How far along in the development process are you with The Stooge?
The Stooge has a treatment and we have a few writers brainstorming. We are developing more concept art. We have two directors interested and are actively looking for a Disney producer to take it to the next level. It is a great concept and a ton of fun developing. We also have been working with Gary K. Wolf on some Roger Rabbit short animation concepts that will also grab more attention and celebrate the 25th anniversary of the character this year! P.p.p.p.p. please stay tuned!!

Santas HelperTell me more about Santa’s Helper 
Santa’s Helper was written and the script was developed by Erik Von Wodtke and Hal R. Williams. I art directed and illustrated a poster, characters sketches, and key locations shown throughout the story. I also hired background painter/illustrator Brad Sutton to help in the concept art. Shannon McGee, a director at Disney is very excited to make this into a feature animation and has been involved with its development. It is an origin story about the Dutch Santa Claus or “Sinta Klaus” and his helper Pete, but told in the sort of dark, epic fantasy fashion of the Harry Potter films.
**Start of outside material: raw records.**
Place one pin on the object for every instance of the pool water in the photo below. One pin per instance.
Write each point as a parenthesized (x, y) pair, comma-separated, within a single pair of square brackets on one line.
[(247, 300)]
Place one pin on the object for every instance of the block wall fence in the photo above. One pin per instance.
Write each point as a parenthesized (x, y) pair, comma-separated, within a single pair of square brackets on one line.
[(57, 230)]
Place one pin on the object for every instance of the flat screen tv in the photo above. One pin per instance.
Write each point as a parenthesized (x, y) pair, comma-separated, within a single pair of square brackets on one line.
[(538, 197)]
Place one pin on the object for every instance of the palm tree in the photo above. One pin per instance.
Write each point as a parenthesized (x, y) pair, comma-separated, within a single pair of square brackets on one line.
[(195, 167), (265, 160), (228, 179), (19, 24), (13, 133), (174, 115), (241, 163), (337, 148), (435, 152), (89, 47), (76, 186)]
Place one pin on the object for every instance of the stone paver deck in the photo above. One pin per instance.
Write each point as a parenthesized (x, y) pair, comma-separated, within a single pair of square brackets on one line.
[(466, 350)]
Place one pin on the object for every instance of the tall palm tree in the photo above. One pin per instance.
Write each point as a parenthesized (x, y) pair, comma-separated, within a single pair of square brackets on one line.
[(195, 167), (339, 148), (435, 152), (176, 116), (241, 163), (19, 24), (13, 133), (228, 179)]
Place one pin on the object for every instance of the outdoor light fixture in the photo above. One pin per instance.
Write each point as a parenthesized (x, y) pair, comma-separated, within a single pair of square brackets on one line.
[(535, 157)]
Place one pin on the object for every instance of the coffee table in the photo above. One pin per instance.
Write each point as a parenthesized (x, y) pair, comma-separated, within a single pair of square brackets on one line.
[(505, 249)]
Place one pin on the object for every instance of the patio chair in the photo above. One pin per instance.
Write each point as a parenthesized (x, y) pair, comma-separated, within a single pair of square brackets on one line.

We have already pitched it to a few studios including Paramount and Sony. It is a very high concept feature an it would fit perfectly in Disney’s catalogue, as far as I am concerned.

What else are you working on right now?
I’m working on a book called Apollo, written by Erik Von Wodtke, once again. It is a full color illustrated book and will be published by Markosia Publishing. Apollo is a retelling of the greek mythology but with and added dose of some HP Lovecraft. Basically  the serpent in the original Apollo mythology is replaced with Lovecraft’s Cthulhu, the ancient god monster from the depths of the sea. Hopefully it will be out by San Diego Comic Con in July. I just have to paint 60 pages to get it out. It will be a beautiful book.